In this time in Paris, what I have done a lot is to think, recollect and remember. I have been really interested in exploring my relationship to the body and the role it plays in my practice. It is, in fact, not just one body, but many bodies. I start to look at all the personas and the schizophrenia within my practice. I see it as multiple personality order, not disorder, that I would like to work with. And I keep asking myself the questions -- “How does one look at other bodies? How does one look at “another” body?”

I faced a major problem trying to place “another” body in this work. I realized that I have a massive archive of positions that I have already put myself in -- situations and circumstances that I have created, which have been very difficult to go through. At the end of these acts, I came out in a very raw, vulnerable, yet accepting, victorious and self-empowered state. I started to realize that a lot of those feelings emerged from my absolute submission to a moment, as it was creating me -- as opposed to the feeling that I was creating the moment. You asked, “Do you script these performances?” My response would be: “No, I don’t.” It is more about mapping than scripting. In a way, this drawing becomes a point on that map for me.

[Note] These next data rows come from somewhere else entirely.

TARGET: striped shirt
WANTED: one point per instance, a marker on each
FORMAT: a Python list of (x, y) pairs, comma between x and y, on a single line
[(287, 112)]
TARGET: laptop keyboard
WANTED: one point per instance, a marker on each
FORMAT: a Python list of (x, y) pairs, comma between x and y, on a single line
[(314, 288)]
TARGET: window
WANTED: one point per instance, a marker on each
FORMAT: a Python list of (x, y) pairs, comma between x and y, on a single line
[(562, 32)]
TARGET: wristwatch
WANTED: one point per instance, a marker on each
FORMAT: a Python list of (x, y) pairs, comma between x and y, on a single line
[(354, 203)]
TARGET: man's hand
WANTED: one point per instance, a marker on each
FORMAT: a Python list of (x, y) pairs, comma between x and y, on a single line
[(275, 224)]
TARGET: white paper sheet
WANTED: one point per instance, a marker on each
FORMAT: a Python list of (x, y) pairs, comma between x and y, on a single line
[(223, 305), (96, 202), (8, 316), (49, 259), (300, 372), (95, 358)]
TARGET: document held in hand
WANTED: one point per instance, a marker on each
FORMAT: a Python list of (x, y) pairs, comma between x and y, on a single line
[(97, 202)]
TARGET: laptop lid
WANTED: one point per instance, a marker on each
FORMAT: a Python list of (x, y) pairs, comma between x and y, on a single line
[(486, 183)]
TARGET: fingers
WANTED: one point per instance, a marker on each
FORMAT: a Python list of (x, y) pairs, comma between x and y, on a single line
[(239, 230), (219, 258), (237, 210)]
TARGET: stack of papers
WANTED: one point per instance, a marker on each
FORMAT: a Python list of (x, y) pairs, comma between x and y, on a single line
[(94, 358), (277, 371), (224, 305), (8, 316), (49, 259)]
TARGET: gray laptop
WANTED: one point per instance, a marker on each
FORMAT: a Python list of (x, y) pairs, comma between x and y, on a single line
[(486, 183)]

One of my works in this exhibition draws on a performance I did at the Centre Pompidou, where I had a very visceral experience. When I stood at a spot in the Pompidou, this pose started shaping itself before I decided to draw it. I believe that spaces and places have vibrations and ways of rewiring you. If you stand at the same spot that you stood in, perhaps when you were five years old, and you see every object in the same place that you saw it back then, all of that memory would pour right back into you. I went through my archive and said, “I know I have this moment and this pose.” Once I found this pose, I felt like making the walls of the institutions disappear again. I love covering an institution like the Pompidou in black dust. It is the most satisfying feeling of messing the space up completely. I want to explore what happens to this hard architecture of brick walls and stone in institutions when they become soft as a result of a drawing. And so, when I bring these figures back into the drawing, I feel like I have come full circle. My practice is my research. The archive is the result of that research, and the drawings archive my performance work.

Drawings like these come from thinking and reimagining performances as research work, and the body as the transmitter of that memory. They do not really need a fire in its physicality as an entity of the images. I am comfortable entitling and placing these works within the context of fire, because then it is me recognizing their presence. Each and every one of us, with our presence, are thirty fires, burning together in this room at this very moment.